File metadata and controls

82 lines (44 loc) · 4.85 KB

#CodeBook

#The data source

data: https://d396qusza40orc.cloudfront.net/getdata%2Fprojectfiles%2FUCI%20HAR%20Dataset.zip description of the dataset: http://archive.ics.uci.edu/ml/datasets/Human+Activity+Recognition+Using+Smartphones

#Study Design

(as described in the "README.txt" file : https://d396qusza40orc.cloudfront.net/getdata%2Fprojectfiles%2FUCI%20HAR%20Dataset.zip )

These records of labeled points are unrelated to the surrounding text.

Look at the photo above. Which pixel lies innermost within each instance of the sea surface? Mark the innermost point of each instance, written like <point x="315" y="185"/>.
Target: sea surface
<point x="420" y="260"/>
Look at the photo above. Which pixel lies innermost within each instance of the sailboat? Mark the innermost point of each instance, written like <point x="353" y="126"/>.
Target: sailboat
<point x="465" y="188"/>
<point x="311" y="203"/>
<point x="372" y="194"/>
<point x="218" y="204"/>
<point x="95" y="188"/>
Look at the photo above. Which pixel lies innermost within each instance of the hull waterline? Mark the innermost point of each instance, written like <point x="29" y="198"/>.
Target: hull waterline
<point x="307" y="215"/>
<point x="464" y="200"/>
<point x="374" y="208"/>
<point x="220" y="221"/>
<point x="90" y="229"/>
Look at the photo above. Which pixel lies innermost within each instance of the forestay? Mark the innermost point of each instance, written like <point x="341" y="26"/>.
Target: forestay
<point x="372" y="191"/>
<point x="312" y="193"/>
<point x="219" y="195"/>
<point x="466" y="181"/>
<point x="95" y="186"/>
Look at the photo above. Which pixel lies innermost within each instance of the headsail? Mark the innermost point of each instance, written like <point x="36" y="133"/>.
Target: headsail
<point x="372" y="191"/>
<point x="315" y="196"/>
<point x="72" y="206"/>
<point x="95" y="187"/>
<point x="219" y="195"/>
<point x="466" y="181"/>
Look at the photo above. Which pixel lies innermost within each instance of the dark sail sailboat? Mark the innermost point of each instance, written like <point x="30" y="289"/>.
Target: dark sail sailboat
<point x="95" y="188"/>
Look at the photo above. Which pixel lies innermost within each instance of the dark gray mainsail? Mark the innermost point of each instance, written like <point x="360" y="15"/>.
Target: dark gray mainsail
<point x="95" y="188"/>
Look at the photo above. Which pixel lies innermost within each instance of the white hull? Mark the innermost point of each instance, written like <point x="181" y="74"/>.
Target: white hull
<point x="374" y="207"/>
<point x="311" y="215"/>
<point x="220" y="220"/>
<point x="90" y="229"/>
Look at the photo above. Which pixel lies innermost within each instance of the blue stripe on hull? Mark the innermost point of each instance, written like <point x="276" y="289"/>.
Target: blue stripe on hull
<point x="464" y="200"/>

The experiments have been carried out with a group of 30 volunteers within an age bracket of 19-48 years. Each person performed six activities (WALKING, WALKING_UPSTAIRS, WALKING_DOWNSTAIRS, SITTING, STANDING, LAYING) wearing a smartphone (Samsung Galaxy S II) on the waist. Using its embedded accelerometer and gyroscope, we captured 3-axial linear acceleration and 3-axial angular velocity at a constant rate of 50Hz. The experiments have been video-recorded to label the data manually. The obtained dataset has been randomly partitioned into two sets, where 70% of the volunteers was selected for generating the training data and 30% the test data.

The sensor signals (accelerometer and gyroscope) were pre-processed by applying noise filters and then sampled in fixed-width sliding windows of 2.56 sec and 50% overlap (128 readings/window). The sensor acceleration signal, which has gravitational and body motion components, was separated using a Butterworth low-pass filter into body acceleration and gravity. The gravitational force is assumed to have only low frequency components, therefore a filter with 0.3 Hz cutoff frequency was used. From each window, a vector of features was obtained by calculating variables from the time and frequency domain. See 'features_info.txt' for more details.

For each record it is provided:

  • Triaxial acceleration from the accelerometer (total acceleration) and the estimated body acceleration.
  • Triaxial Angular velocity from the gyroscope.
  • A 561-feature vector with time and frequency domain variables.
  • Its activity label.
  • An identifier of the subject who carried out the experiment.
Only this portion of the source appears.